My house in the listing was said to be built in 1978. The middle part was actually built around 1852 and a lot of the original rock walls sheet-rocked over! It was added on to in 1938, in 1960-something, and then again in 1978 when an attorney bought it and doubled its size. Also, not in any city limits so no codes. I bought it “as is” in 2003—had it inspected and seemingly the same thing. Not really my taste (bad 1970s vibe) but the inspection revealed NOTHING about what was actually wrong. Loads of water damage up in the 1850s loft area which made ceilings start coming down not long after I’d moved in. The roof leaked like a freaking colander. EVERYWHERE—it’s 5,011 sq ft.
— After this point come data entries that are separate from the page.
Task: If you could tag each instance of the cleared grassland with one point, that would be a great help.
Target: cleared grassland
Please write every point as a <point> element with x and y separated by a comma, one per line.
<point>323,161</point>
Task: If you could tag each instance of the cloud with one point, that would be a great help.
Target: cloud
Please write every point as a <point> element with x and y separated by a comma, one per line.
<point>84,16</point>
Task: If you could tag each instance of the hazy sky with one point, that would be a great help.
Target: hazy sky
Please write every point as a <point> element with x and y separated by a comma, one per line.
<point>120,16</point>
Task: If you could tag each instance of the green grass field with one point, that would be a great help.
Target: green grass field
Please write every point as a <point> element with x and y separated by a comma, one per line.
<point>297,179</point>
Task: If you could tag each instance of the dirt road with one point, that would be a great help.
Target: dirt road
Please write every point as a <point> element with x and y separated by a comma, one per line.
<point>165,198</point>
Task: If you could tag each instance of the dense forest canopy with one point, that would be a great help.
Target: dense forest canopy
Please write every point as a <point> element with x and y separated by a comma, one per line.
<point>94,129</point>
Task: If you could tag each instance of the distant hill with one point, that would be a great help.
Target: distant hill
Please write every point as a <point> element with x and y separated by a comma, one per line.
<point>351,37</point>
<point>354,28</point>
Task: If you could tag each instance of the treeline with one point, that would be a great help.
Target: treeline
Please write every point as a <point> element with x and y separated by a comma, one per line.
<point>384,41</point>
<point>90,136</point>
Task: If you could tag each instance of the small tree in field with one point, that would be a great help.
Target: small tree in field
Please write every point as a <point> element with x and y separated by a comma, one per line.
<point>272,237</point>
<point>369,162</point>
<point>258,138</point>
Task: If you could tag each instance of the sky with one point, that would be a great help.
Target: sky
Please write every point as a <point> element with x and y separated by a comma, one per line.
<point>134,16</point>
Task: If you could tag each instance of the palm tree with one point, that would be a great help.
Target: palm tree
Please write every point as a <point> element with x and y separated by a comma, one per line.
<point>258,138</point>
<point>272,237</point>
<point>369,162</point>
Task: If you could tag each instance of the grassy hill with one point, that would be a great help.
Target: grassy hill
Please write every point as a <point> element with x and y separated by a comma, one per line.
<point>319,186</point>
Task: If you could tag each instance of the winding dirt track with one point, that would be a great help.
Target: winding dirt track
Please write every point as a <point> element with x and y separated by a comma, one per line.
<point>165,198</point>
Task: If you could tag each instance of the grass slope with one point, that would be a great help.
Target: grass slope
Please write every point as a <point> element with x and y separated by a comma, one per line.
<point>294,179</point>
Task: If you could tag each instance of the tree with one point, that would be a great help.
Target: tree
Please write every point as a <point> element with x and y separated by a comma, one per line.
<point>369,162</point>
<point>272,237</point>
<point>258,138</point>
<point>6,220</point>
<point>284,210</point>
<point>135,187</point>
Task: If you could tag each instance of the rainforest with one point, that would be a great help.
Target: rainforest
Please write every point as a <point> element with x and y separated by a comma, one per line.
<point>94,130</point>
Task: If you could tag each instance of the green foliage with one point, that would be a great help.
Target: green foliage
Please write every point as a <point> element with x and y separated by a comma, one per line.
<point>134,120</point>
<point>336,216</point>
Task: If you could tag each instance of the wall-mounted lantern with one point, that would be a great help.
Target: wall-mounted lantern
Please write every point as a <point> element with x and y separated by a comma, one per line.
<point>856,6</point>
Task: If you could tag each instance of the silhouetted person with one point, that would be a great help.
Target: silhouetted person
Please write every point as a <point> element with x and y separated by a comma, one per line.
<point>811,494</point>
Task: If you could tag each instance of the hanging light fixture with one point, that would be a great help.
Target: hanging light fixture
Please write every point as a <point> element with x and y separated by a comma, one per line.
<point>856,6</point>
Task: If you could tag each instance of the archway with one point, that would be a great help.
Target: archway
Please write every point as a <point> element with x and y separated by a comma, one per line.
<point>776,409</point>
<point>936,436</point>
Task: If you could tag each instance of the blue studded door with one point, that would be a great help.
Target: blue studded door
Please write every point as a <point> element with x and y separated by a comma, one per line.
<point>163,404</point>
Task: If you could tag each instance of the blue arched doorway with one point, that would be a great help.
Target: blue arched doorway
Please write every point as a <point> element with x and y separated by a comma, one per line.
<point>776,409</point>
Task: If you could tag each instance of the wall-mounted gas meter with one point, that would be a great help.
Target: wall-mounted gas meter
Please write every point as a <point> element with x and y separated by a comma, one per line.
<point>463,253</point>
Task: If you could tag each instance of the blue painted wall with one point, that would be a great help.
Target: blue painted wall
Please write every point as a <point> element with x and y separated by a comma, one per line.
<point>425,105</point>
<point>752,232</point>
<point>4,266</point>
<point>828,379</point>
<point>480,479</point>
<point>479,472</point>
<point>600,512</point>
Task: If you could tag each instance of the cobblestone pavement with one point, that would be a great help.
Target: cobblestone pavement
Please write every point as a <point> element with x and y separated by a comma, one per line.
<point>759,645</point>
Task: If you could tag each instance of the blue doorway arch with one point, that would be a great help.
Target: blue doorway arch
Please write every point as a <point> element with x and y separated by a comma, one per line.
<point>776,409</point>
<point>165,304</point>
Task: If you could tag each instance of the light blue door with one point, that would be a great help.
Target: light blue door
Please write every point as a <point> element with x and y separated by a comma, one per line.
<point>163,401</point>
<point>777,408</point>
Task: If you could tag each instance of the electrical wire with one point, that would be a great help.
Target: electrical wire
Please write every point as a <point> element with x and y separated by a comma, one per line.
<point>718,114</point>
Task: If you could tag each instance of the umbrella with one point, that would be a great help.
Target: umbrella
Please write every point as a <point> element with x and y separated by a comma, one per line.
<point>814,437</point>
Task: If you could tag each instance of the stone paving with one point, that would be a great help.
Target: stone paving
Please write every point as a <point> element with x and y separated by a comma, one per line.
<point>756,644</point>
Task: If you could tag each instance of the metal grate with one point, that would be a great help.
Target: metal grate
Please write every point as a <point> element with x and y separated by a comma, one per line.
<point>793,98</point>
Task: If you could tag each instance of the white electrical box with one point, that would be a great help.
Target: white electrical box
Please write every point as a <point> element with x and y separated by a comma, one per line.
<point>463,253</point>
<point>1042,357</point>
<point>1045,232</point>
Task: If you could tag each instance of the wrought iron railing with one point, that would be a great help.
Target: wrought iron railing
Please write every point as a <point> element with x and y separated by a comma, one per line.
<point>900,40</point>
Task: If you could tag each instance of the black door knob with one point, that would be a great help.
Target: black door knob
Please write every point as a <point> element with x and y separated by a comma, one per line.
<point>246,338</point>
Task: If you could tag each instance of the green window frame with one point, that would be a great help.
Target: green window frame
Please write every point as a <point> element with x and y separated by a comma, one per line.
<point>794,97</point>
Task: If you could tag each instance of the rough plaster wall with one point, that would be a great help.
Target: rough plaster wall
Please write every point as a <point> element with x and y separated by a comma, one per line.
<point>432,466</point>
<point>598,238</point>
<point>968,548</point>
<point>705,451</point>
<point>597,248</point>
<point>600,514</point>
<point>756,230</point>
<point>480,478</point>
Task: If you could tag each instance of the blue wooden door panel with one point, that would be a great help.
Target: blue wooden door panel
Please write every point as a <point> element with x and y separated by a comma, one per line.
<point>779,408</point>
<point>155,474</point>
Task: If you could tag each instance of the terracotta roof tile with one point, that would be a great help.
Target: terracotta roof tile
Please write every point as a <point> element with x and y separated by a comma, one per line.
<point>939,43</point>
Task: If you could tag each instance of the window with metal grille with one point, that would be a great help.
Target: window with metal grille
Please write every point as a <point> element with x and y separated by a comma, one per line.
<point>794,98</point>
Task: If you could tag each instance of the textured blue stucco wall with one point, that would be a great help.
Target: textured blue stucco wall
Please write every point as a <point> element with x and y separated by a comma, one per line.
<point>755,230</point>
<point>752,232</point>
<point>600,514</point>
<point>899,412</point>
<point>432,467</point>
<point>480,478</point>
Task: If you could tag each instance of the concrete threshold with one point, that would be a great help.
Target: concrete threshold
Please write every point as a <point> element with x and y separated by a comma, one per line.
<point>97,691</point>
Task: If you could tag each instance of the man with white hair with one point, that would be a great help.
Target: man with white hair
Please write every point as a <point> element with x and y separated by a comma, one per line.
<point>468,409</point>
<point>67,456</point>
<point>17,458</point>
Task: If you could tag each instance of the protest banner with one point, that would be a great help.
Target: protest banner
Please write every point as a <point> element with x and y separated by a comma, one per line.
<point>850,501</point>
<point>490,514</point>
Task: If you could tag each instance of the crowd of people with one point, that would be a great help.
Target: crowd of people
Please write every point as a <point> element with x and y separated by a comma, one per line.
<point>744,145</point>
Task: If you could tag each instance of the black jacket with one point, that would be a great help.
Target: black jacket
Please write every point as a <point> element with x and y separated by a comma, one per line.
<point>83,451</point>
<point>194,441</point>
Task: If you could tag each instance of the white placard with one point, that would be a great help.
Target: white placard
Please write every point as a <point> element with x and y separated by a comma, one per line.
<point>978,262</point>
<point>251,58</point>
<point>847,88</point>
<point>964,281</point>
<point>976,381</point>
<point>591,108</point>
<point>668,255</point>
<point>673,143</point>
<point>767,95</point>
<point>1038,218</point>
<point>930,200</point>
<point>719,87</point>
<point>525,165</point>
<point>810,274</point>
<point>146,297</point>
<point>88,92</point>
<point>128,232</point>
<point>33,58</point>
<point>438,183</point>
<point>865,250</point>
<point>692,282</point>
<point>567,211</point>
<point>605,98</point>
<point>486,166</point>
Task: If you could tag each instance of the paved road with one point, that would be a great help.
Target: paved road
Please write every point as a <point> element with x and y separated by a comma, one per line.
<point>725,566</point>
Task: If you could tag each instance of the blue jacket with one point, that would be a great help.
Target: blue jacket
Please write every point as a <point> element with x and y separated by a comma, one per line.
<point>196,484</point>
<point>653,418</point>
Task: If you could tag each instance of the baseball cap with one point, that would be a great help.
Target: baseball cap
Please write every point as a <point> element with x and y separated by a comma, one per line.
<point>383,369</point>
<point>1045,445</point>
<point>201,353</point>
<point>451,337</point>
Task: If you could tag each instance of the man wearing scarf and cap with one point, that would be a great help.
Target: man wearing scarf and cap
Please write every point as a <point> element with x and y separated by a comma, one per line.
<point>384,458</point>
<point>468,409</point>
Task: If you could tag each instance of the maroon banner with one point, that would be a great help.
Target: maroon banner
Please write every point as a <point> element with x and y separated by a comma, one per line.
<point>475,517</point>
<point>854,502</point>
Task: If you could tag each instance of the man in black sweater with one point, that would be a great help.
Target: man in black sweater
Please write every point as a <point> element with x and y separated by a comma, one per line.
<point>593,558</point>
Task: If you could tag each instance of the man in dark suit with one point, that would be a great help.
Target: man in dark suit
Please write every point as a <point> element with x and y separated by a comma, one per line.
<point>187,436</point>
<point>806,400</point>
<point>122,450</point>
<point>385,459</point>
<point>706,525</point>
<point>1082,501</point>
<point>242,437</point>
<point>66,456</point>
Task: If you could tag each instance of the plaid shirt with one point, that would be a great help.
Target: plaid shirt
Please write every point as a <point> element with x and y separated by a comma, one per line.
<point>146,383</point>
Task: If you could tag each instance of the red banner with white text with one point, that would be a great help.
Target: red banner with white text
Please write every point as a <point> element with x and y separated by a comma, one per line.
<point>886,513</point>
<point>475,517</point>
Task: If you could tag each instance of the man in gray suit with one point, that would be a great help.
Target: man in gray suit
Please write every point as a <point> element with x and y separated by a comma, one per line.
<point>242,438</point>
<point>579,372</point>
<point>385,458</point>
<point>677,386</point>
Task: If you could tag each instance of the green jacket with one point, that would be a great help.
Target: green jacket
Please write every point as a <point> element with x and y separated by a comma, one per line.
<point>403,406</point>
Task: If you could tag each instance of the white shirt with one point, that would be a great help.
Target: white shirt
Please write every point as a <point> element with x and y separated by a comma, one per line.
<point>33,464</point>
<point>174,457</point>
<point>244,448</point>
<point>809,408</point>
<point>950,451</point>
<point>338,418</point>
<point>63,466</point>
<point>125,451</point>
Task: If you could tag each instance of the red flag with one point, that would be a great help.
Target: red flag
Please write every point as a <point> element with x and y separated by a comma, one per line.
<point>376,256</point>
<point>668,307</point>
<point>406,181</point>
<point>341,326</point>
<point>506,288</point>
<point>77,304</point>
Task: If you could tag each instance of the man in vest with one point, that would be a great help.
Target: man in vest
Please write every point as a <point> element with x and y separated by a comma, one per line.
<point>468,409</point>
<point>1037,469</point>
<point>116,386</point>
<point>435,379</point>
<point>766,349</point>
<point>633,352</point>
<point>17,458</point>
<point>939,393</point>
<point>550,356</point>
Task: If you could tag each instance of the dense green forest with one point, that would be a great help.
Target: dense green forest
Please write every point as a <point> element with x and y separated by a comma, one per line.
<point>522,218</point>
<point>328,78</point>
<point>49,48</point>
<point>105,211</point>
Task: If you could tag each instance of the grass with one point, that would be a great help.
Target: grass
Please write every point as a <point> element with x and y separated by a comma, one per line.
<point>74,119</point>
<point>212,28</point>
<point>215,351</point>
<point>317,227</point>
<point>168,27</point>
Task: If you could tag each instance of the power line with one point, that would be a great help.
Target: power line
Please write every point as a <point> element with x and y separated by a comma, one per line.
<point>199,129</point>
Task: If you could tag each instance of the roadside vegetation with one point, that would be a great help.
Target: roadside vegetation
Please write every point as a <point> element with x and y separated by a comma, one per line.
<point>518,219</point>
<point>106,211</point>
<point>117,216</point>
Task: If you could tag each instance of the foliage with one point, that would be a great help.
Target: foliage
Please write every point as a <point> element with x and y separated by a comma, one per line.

Long story short, to extend the roofline (which was pitched) to eliminate the worst leaking source section of flat roof until it joined the next pitched section, eliminate a couple walls and fix the water damage—quotes were $250,000. That was only for that middle section of the house. My dad had just passed away and I had a little money but nowhere near that. I found some much less expensive workmen—one was a pastor who did construction to make up the gaps—and got that fixed, but it also entailed rockwork (the 1850s part is 18" thick walls of limestone); the electrical completely freaked out the electrician when he first saw it. All of the HVAC (4 systems) had to be replaced, new windows because the wood frames had rotted out and if you opened them the glass fell down through the bottom. Mind you—the inspector I PAID FOR saw none of this. And that didn’t even touch the 4 bedrooms and bathrooms! Plumbing issues. Flooding issue…you name it. So 21 years later, there is still one more bedroom/bathroom to fix and I will have spent close to $400,000. The rest of the house is good now, but I just had to replace all the HVAC again after 17 years. Don’t get me started on fences :rofl:. the 4-plank board fences were jagged, splintered and falling off the posts. I took almost all of the down and replaced the main internal pastures with V-mesh but have a 3-4 acre paddock with just posts. And they’re gonna stay that way!